Élue membre de l'Académie des Beaux-Arts, acclamée dès ses premiers mots comme l'une des grandes personnalités de son époque, la reine a conquis un monde dont la réserve capitule si durement devant les situations comme devant le talent. À chaque occasion, elle a insisté pour affirmer que la Roumanie, sans exiger, ne mendie pas. Elle ne réclame que ce qui lui est dû. "Nous ne le sommes pas" elle a dit, "parent pauvre".

En reconnaissance de ses mérites particuliers dans la création de la Grande Roumanie, le 1er décembre 1920, le Conseil municipal de Bran a décidéOffrons à Sa Majesté la reine Marie de Grande Roumanie l'ancien château de Bran. Ce don doit être avant tout l'expression de la vénération sincère que la population de notre ville éprouve envers la grande reine qui sèche les larmes des veuves et des orphelins, encourage les désespérés, apporte aide et réconfort à ceux qui souffrent et répand la bénédiction partout où elle pose ses pieds, conquérant ainsi avec un élan irrésistible le cœur des habitants de tout le pays.

Le 15 octobre 1922, elle eut l'immense joie de participer, aux côtés de son époux, au couronnement d'Alba-Iulia. Avec sa couronne sur la tête et son long manteau, la reine Marie ressemble aux impératrices byzantines, mais aussi aux princesses roumaines du XVIe siècle. Contrairement à la couronne de la reine Élisabeth – réplique en or de la couronne en acier du roi Carol Ier –, celle de la reine Marie est ornée de fleurons, de pierres précieuses et de pendentifs à droite et à gauche. La ressemblance avec la couronne de Despina Doamna est frappante.

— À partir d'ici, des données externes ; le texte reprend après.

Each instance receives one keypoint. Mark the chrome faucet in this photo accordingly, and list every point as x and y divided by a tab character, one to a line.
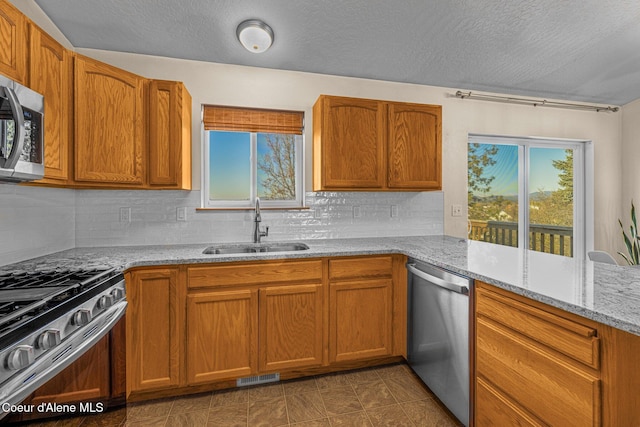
257	234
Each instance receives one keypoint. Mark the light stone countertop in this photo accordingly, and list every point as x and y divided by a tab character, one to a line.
604	293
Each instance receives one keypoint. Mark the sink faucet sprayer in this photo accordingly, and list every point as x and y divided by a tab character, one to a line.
257	234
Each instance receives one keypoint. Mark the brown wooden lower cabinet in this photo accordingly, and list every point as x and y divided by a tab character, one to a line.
360	323
222	335
155	319
198	327
537	365
291	326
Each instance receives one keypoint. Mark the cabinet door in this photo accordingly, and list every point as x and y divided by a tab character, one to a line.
360	321
349	143
414	146
85	379
222	335
109	126
153	330
51	74
291	326
169	135
13	42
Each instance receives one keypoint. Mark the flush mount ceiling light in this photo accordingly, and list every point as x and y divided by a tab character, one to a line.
255	35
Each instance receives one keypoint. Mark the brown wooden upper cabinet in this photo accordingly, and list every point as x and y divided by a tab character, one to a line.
372	145
51	74
13	42
109	124
169	135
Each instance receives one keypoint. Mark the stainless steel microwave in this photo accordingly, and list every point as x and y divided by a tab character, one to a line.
21	132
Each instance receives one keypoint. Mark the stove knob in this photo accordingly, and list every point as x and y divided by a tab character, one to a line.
20	357
105	301
117	294
48	339
81	317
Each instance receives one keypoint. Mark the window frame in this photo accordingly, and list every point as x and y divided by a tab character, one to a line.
207	203
583	183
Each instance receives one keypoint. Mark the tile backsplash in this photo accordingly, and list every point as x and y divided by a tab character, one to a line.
37	221
153	219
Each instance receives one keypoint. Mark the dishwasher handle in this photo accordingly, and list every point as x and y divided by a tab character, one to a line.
437	281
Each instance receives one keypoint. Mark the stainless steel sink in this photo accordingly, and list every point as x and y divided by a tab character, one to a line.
250	248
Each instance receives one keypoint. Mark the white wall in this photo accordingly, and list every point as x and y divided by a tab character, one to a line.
630	165
35	221
223	84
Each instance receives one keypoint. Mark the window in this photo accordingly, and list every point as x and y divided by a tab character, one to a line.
251	153
527	193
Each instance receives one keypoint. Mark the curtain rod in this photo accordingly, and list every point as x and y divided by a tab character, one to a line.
533	102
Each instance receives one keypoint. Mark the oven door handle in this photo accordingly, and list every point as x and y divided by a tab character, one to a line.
18	114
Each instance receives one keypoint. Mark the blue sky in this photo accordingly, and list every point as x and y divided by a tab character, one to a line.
230	160
543	176
230	165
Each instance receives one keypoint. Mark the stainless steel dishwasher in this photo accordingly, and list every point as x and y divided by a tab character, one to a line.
438	333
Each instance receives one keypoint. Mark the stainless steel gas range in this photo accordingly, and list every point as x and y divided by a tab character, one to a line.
47	320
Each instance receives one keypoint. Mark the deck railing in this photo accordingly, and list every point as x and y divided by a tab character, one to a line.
552	239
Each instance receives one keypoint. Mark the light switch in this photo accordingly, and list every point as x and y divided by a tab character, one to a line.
181	214
125	214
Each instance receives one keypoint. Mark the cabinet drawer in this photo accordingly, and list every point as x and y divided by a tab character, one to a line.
254	273
356	268
495	409
551	389
577	341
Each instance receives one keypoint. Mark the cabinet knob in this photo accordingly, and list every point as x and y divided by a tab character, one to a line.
117	294
48	339
20	357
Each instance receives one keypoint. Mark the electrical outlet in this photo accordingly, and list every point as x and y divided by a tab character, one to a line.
125	214
181	214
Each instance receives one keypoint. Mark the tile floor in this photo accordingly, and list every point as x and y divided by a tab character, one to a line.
390	395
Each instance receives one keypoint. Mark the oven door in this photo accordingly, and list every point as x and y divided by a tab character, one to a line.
51	363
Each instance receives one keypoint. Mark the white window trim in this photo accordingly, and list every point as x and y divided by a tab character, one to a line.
239	204
583	162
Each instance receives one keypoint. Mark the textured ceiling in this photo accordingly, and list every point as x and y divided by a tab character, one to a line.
582	50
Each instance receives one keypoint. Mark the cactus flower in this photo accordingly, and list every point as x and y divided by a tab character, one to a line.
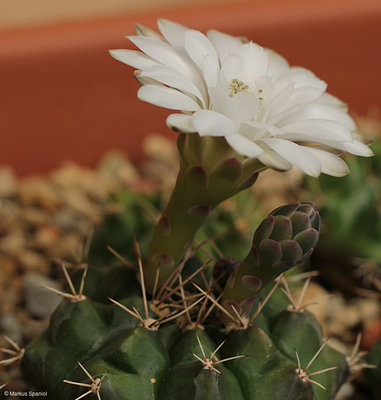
228	87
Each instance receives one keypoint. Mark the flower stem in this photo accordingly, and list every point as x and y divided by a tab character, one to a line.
208	175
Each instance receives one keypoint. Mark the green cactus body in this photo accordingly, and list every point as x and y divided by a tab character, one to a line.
145	364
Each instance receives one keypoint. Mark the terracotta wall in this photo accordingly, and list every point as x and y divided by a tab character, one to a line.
63	97
21	13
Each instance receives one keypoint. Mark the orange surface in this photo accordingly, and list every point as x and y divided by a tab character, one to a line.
63	97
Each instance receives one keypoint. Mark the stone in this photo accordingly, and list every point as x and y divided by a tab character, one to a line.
40	302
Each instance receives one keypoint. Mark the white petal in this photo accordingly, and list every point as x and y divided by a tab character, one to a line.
166	55
357	148
297	155
134	58
231	68
330	100
321	111
172	78
331	164
212	123
144	80
254	60
244	146
198	46
274	160
167	97
277	64
223	43
181	123
317	130
173	32
273	130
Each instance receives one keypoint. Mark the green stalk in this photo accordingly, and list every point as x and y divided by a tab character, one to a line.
210	172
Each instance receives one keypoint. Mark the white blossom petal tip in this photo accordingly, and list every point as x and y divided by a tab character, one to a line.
229	87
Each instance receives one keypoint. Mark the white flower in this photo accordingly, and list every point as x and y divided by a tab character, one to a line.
227	87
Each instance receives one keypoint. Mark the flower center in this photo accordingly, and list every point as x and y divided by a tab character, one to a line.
237	86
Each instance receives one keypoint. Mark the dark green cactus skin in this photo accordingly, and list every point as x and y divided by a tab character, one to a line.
159	365
105	338
350	210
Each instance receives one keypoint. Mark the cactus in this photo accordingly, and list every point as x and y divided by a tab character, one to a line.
139	348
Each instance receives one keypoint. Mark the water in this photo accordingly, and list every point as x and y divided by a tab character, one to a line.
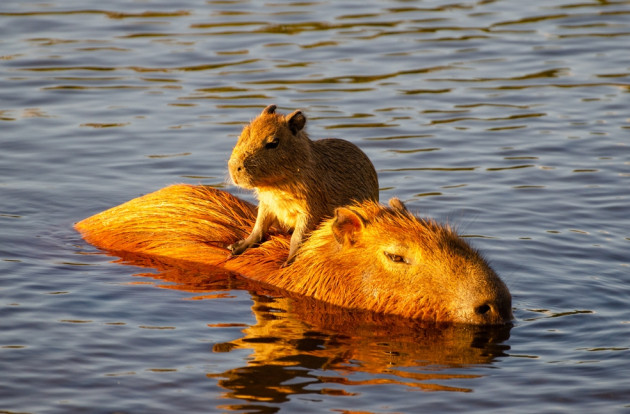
508	119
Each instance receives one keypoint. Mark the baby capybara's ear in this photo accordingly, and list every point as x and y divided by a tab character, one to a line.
397	205
347	225
296	121
270	109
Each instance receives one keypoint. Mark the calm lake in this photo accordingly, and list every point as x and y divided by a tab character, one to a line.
507	119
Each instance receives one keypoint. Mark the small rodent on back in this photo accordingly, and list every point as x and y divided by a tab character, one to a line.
299	182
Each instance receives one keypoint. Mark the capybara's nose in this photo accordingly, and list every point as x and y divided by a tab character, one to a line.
491	312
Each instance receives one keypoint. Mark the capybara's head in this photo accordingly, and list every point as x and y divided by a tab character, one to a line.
397	263
270	150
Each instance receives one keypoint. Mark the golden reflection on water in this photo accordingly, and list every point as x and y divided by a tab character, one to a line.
302	346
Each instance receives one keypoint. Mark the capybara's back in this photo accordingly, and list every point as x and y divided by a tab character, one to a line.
367	256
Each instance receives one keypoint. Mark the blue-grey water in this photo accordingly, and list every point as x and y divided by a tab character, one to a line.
509	119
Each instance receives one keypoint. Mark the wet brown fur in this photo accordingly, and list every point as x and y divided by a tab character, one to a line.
351	260
298	182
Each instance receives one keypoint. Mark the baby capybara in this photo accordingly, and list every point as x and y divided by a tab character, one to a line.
367	256
298	182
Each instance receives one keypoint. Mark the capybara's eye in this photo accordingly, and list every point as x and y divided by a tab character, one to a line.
396	258
272	144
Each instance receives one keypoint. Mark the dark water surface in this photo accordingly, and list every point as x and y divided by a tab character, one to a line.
510	119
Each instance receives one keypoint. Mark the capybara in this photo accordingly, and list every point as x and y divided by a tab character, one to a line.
367	256
298	182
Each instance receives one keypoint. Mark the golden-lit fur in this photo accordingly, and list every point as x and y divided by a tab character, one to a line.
368	256
298	182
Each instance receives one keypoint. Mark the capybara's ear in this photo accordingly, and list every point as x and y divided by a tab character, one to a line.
296	121
347	225
269	109
397	205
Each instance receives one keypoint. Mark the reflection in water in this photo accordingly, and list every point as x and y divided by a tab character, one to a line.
303	346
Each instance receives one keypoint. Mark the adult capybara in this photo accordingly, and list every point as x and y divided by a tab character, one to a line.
298	182
367	256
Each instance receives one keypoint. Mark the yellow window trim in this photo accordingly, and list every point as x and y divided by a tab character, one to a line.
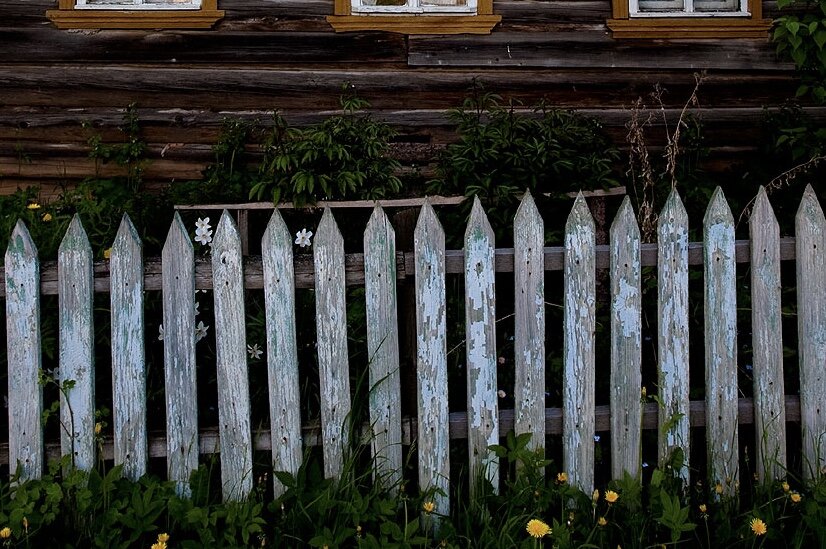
67	17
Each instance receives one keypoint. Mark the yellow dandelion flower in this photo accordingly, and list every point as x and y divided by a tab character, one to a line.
537	529
758	527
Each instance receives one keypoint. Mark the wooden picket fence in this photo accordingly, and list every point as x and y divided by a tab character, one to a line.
129	276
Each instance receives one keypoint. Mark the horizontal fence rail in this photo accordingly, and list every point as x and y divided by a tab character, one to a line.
127	276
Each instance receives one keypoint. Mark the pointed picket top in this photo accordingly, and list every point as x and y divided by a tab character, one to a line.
810	232
178	274
767	341
383	348
231	361
431	356
128	358
673	379
76	345
282	349
578	347
720	294
626	337
529	322
480	321
333	362
22	274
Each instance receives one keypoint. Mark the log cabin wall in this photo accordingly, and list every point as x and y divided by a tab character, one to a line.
282	54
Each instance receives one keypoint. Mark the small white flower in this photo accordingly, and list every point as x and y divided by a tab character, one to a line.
200	331
302	238
254	351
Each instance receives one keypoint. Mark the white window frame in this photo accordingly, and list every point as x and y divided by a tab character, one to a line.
414	7
138	5
688	10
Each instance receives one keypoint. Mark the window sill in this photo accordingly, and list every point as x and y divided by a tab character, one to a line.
673	27
109	19
416	24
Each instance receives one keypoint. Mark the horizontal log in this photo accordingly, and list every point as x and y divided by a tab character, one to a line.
209	442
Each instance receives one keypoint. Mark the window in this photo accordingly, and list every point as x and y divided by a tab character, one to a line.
415	16
688	19
135	14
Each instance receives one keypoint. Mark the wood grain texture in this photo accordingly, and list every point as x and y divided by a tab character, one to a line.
24	359
767	342
178	274
626	341
231	361
480	344
128	358
282	349
672	333
529	323
578	354
810	230
383	348
331	325
431	358
720	315
76	343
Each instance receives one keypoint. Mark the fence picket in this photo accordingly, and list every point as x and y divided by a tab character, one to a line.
128	359
810	230
626	353
720	296
767	341
431	352
672	341
178	266
231	361
480	321
77	338
331	322
383	348
22	270
578	404
282	349
529	323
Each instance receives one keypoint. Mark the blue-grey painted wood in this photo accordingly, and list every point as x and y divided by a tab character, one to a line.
231	361
178	266
75	280
282	349
128	359
22	270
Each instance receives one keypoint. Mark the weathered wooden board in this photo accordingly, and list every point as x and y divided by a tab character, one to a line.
383	349
810	230
720	313
529	323
231	361
431	358
178	274
128	359
76	342
331	324
767	342
626	344
282	349
480	343
24	357
578	354
672	333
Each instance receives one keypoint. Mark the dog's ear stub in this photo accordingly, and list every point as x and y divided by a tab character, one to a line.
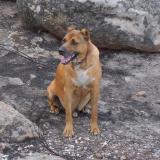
70	28
86	34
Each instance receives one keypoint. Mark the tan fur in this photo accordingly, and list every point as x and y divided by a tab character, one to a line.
72	95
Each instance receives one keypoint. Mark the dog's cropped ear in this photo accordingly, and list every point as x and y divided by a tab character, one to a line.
86	34
70	28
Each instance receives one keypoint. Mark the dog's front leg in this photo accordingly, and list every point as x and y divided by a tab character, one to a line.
68	130
94	106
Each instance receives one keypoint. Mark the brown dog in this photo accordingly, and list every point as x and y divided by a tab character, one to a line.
77	78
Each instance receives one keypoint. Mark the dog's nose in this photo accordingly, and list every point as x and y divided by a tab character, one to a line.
61	51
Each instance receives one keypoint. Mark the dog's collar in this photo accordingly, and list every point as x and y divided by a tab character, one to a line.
80	62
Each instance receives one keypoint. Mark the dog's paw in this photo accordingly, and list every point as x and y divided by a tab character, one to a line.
68	131
95	129
54	109
75	114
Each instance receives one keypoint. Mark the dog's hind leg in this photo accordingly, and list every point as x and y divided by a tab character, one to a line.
51	93
84	102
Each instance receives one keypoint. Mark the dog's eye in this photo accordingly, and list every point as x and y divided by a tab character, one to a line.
74	42
64	40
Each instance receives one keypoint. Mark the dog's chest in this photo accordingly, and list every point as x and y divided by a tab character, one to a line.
82	79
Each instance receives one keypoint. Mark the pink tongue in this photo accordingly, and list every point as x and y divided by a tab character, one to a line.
64	60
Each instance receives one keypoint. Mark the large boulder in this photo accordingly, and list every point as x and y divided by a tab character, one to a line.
114	24
14	127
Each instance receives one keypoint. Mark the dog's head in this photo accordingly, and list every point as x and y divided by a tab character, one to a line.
75	45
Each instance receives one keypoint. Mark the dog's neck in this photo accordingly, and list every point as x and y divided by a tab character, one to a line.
83	62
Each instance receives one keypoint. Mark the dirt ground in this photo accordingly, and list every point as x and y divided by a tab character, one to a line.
129	119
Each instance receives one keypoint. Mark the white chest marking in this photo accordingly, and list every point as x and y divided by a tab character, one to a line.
82	78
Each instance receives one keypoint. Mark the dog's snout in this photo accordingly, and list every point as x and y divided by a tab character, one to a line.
61	51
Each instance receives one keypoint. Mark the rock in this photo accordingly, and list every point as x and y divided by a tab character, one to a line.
10	81
114	24
141	94
14	126
41	156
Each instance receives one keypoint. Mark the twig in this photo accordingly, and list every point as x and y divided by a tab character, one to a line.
22	54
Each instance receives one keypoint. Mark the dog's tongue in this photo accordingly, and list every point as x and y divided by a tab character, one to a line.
65	60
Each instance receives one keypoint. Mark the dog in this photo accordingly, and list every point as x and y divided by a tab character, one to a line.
77	79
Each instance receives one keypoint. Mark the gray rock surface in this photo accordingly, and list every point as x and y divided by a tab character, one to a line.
41	156
14	127
128	120
114	24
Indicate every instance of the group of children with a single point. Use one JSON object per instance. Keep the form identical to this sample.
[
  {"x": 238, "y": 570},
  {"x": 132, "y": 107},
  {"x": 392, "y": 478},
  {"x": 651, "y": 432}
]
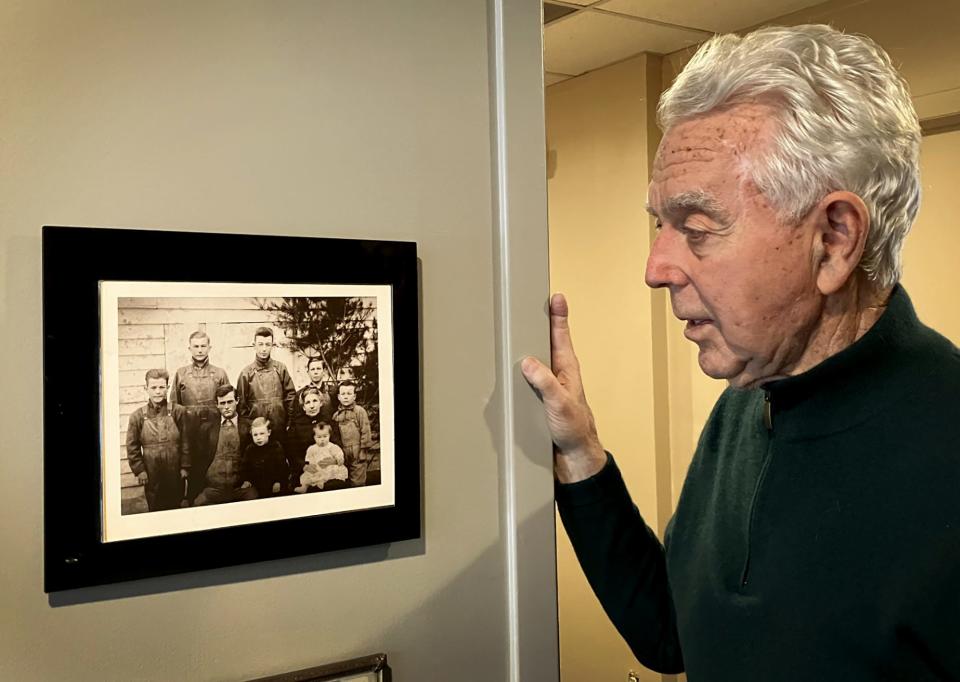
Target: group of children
[
  {"x": 267, "y": 463},
  {"x": 267, "y": 469}
]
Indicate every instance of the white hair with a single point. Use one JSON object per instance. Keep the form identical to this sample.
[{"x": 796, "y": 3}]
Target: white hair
[{"x": 846, "y": 122}]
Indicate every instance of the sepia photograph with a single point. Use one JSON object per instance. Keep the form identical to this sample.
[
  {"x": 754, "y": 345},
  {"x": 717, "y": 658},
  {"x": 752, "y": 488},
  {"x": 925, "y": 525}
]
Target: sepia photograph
[{"x": 226, "y": 404}]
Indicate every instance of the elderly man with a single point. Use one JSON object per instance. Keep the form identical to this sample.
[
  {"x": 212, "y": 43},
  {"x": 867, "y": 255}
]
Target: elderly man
[{"x": 817, "y": 536}]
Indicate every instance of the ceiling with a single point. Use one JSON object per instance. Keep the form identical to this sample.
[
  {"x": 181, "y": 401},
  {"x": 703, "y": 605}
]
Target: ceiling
[
  {"x": 920, "y": 36},
  {"x": 590, "y": 34}
]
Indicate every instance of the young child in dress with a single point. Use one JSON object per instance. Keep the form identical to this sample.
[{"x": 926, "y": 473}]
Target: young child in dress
[
  {"x": 324, "y": 461},
  {"x": 263, "y": 460}
]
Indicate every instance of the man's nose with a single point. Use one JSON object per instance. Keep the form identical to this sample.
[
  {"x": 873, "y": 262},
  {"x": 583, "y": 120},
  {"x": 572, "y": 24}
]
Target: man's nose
[{"x": 663, "y": 269}]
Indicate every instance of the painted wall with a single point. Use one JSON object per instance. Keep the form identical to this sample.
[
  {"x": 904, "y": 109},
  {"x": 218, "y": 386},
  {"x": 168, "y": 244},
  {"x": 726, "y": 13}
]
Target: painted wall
[
  {"x": 599, "y": 240},
  {"x": 337, "y": 119},
  {"x": 932, "y": 249}
]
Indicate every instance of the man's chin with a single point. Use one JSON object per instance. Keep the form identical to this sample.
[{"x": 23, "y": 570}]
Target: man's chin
[{"x": 724, "y": 369}]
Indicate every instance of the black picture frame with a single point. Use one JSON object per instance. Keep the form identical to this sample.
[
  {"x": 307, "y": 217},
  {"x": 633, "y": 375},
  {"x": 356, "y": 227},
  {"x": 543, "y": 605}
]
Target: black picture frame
[{"x": 75, "y": 261}]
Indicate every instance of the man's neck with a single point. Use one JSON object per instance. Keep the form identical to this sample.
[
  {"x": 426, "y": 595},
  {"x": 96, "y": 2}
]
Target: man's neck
[{"x": 846, "y": 316}]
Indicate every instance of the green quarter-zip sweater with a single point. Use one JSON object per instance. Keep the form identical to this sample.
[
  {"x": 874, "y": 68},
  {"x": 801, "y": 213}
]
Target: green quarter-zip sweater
[{"x": 817, "y": 536}]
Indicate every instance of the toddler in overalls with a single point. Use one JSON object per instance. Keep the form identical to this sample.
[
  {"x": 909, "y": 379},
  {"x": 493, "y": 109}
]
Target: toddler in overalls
[
  {"x": 324, "y": 461},
  {"x": 157, "y": 447},
  {"x": 354, "y": 433}
]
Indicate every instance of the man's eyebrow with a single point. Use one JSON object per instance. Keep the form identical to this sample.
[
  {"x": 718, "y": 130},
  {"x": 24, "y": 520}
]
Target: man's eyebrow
[{"x": 694, "y": 201}]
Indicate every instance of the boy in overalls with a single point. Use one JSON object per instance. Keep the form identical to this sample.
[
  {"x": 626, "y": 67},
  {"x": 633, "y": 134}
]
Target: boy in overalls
[
  {"x": 194, "y": 386},
  {"x": 264, "y": 388},
  {"x": 157, "y": 447},
  {"x": 354, "y": 432}
]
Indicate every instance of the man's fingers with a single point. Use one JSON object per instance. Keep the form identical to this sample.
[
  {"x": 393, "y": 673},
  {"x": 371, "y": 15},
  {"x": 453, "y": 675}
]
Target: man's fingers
[{"x": 562, "y": 356}]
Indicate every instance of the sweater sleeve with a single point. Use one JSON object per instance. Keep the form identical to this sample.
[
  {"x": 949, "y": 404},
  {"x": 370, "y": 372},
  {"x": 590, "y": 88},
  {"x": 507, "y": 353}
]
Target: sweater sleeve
[
  {"x": 625, "y": 565},
  {"x": 134, "y": 453}
]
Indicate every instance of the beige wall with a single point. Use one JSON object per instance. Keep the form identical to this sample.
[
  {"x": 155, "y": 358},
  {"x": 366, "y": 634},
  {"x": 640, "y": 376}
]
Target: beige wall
[
  {"x": 932, "y": 252},
  {"x": 601, "y": 144},
  {"x": 338, "y": 119}
]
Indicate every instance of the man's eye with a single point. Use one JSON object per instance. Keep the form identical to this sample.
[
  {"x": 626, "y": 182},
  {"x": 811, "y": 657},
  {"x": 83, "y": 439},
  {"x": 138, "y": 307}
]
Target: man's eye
[{"x": 694, "y": 236}]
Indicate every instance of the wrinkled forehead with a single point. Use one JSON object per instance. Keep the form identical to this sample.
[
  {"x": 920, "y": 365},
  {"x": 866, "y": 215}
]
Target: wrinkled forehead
[{"x": 734, "y": 132}]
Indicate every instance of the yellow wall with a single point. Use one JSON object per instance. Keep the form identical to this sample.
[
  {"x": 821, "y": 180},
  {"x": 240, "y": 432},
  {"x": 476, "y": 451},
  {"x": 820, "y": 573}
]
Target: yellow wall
[
  {"x": 930, "y": 257},
  {"x": 599, "y": 240}
]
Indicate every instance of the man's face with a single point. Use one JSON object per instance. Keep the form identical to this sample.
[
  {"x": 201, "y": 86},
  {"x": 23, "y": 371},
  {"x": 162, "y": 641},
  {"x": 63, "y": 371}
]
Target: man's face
[
  {"x": 260, "y": 435},
  {"x": 199, "y": 348},
  {"x": 262, "y": 345},
  {"x": 744, "y": 283},
  {"x": 315, "y": 370},
  {"x": 156, "y": 390},
  {"x": 227, "y": 405},
  {"x": 347, "y": 396}
]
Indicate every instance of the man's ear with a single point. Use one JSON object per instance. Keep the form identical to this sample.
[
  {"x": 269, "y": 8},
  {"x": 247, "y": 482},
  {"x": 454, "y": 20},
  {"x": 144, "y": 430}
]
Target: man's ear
[{"x": 843, "y": 226}]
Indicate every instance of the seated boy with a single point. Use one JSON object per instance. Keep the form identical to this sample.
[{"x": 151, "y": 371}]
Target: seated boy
[{"x": 263, "y": 460}]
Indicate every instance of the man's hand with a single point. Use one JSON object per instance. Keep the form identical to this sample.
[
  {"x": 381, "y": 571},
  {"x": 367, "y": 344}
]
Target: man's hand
[{"x": 577, "y": 450}]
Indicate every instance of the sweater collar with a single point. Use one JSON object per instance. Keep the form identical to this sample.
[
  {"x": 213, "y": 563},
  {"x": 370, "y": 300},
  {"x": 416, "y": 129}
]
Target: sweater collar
[{"x": 851, "y": 386}]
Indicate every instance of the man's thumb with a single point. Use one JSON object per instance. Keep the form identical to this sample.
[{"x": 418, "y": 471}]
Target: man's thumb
[{"x": 537, "y": 374}]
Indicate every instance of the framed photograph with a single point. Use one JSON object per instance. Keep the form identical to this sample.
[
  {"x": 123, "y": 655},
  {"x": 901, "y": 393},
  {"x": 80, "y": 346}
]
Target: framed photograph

En 1926, la reine Mary fascine l'Occident et effectue une tournée triomphale aux États-Unis, qu'elle doit interrompre car la santé du roi Ferdinand se détériore.

À la mort du roi Ferdinand en 1927, son petit-fils Michel, alors âgé de 6 ans, devint souverain. Le Conseil de régence formé comprenait le prince Nicolas, le patriarche Miron Cristea et Gh. Buzdugan, président de la Cour de cassation. En 1930, le fils aîné de la reine Marie, Carol II, revint de Paris et s'installa de force sur le trône, contre sa volonté. Le roi Carol II isola sa mère dans sa résidence testamentaire, le palais de Cotroceni. Éloignée de la vie politique du pays, la reine Marie vécut en exil volontaire dans sa villa de Balchik, où elle portait un voile blanc noué à la manière monastique, la couleur des reines veuves.

La santé de Maria commença à se détériorer et, en 1938, elle se rendit dans une clinique de Dresde pour se faire soigner. Apprenant des médecins que sa fin était proche, elle décida de rentrer au pays et, le 18 juillet 1938, elle s'éteignit dans l'éternité dans la Chambre Dorée du château de Pelișor, décorée par elle-même des symboles qu'elle chérissait : la foi, la lumière et la vie éternelle. Dans son testament moral – « Lettre à mon pays et à mon peuple » –, la reine Maria adressa un adieu émouvant à ceux à qui elle s'était identifiée : « Désormais, je ne pourrai plus vous envoyer de signes ; mais surtout, souvenez-vous, mon peuple, que je vous ai aimé et que je vous bénis jusqu'à mon dernier souffle. »

Mais son œuvre a survécu et enrichit le patrimoine national. Une partie de cette œuvre se trouve au château de Pelișor, un lieu qui n'attend que vous pour être découvert et compris.